Prove that any non-negative real number $a$ has $n$th root.
By definition an $n$th root of a number $x$ is a number $r$ such that $r^n=x$.
Consider the set $\mathcal B=\left\{x: 0\le x \le 1+a\right\}$,then $(\mathcal B, \le)$ is a partially ordered set containing minimum and maximum element,define a function $f: \mathcal B \to \mathcal B$ with $$ x \mapsto x+ \frac{a-x^n}{n(1+a)^{n-1}}$$
Such function is order-preserving since for $0 \le x \le y \le 1+a$ we have that:
$$f(x)-f(y)=(x-y)(1-\frac{\sum_{k=0}^{n-1}x^ky^{n-1-k}}{n(1+a)^{n-1}})$$
Besides we know that $0 \le c \le d \implies c^n \le d^n$ for $n \in \mathbb N$,using this we have that $$0 \le \sum_{k=0}^{n-1}x^ky^{n-1-k} \le n(1+a)^{n-1}$$
Which implies that $f(x) \le f(y)$,using Knaster–Tarski theorem follows that exists $r$ in $\mathcal B$ such that : $$r+ \frac{a-r^n}{n(1+a)^{n-1}}=f(r)=r$$
And from the definition of $n$th root the desired result does hold.

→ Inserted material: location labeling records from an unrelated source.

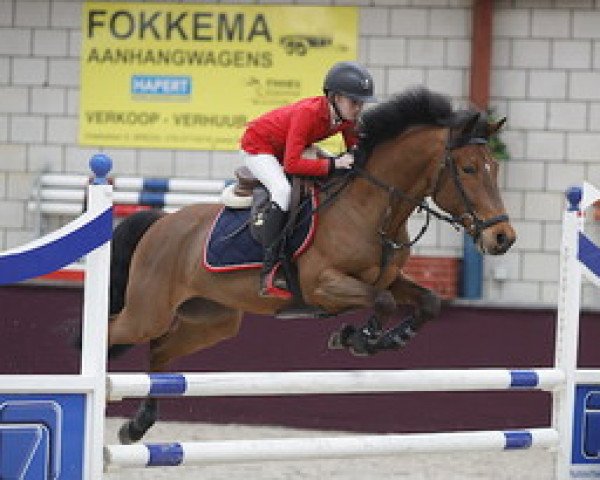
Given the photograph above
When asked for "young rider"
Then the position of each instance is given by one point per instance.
(273, 143)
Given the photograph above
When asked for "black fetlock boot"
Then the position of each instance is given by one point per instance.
(271, 237)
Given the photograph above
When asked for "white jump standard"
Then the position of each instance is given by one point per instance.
(574, 434)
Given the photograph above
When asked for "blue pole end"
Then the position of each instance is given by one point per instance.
(574, 195)
(100, 164)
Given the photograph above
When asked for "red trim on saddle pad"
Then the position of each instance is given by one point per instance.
(248, 266)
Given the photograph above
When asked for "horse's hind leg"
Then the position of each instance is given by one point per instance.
(191, 332)
(426, 307)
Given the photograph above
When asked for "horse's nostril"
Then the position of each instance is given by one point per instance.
(501, 239)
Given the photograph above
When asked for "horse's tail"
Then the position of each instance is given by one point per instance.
(125, 239)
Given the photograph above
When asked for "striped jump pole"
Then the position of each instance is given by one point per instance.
(359, 446)
(124, 385)
(51, 426)
(76, 403)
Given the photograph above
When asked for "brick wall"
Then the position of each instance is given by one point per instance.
(545, 78)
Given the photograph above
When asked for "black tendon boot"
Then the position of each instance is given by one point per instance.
(271, 236)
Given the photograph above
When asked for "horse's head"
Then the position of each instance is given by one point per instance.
(467, 183)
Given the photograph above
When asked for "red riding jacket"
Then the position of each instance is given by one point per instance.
(286, 131)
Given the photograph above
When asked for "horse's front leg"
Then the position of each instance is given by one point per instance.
(338, 292)
(426, 305)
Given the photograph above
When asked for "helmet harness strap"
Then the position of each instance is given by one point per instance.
(336, 109)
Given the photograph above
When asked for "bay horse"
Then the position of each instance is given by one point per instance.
(412, 146)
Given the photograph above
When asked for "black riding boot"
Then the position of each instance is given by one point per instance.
(271, 239)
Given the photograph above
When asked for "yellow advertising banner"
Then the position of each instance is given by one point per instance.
(190, 76)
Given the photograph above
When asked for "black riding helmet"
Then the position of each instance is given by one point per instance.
(351, 80)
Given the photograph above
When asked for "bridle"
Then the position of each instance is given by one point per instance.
(471, 222)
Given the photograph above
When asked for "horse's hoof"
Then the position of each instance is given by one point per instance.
(360, 352)
(125, 435)
(335, 341)
(340, 339)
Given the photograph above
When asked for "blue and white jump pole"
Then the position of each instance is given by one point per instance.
(35, 410)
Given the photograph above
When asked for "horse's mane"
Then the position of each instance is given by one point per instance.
(416, 106)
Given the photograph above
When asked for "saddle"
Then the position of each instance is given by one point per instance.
(247, 193)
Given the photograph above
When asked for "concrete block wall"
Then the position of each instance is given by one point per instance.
(545, 79)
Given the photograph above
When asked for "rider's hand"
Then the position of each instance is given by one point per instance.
(345, 161)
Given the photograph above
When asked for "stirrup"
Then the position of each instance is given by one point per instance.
(268, 288)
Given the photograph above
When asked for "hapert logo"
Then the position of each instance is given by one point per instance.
(161, 85)
(300, 44)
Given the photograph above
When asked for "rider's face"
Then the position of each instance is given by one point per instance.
(349, 108)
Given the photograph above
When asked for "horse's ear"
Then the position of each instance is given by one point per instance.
(469, 125)
(494, 127)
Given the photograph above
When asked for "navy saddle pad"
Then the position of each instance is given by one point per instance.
(230, 246)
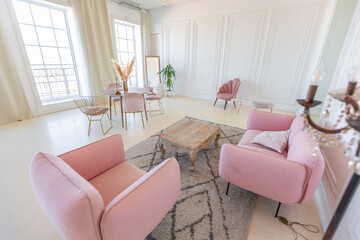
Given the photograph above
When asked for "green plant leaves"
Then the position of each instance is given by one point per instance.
(168, 73)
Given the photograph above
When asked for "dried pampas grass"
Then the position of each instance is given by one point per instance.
(124, 72)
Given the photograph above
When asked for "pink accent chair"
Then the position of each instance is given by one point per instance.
(133, 103)
(290, 177)
(228, 91)
(93, 193)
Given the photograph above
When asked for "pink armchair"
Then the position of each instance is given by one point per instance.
(290, 177)
(228, 91)
(93, 193)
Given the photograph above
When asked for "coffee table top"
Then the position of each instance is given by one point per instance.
(190, 134)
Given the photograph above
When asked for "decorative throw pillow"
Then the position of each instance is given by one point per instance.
(274, 140)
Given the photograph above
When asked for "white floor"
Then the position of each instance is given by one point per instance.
(21, 216)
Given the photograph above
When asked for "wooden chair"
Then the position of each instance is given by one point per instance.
(160, 92)
(133, 103)
(93, 106)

I like to know if my proof is right and if it's not true then I want to know the errors.
Your proof is correct! Perhaps, a less-involved approach (or another alternative) is as follows; first $0^n=0$, $1^n=1$, and $a^{1}=a$, so we may assume that $a\notin\{0,1\}$ and $n\ge 2$. Now, consider the continuous function $$f\colon [0,a]\to\mathbb{R}\,,~\,~\,~\,~ x\mapsto \left\lbrace \begin{array}{ll} x^n-a &\mbox{if $a>1$}\\ a-x^n &\mbox{if $a<1$} \end{array}\,. \right. $$ It follows that $f(0)$ and $f(a)$ are non-zero and of opposite signs; hence, by the Intermediate Value Theorem, there exists $r\in(0,a)$ such that $f(r)=0$——that is, $a=r^n$.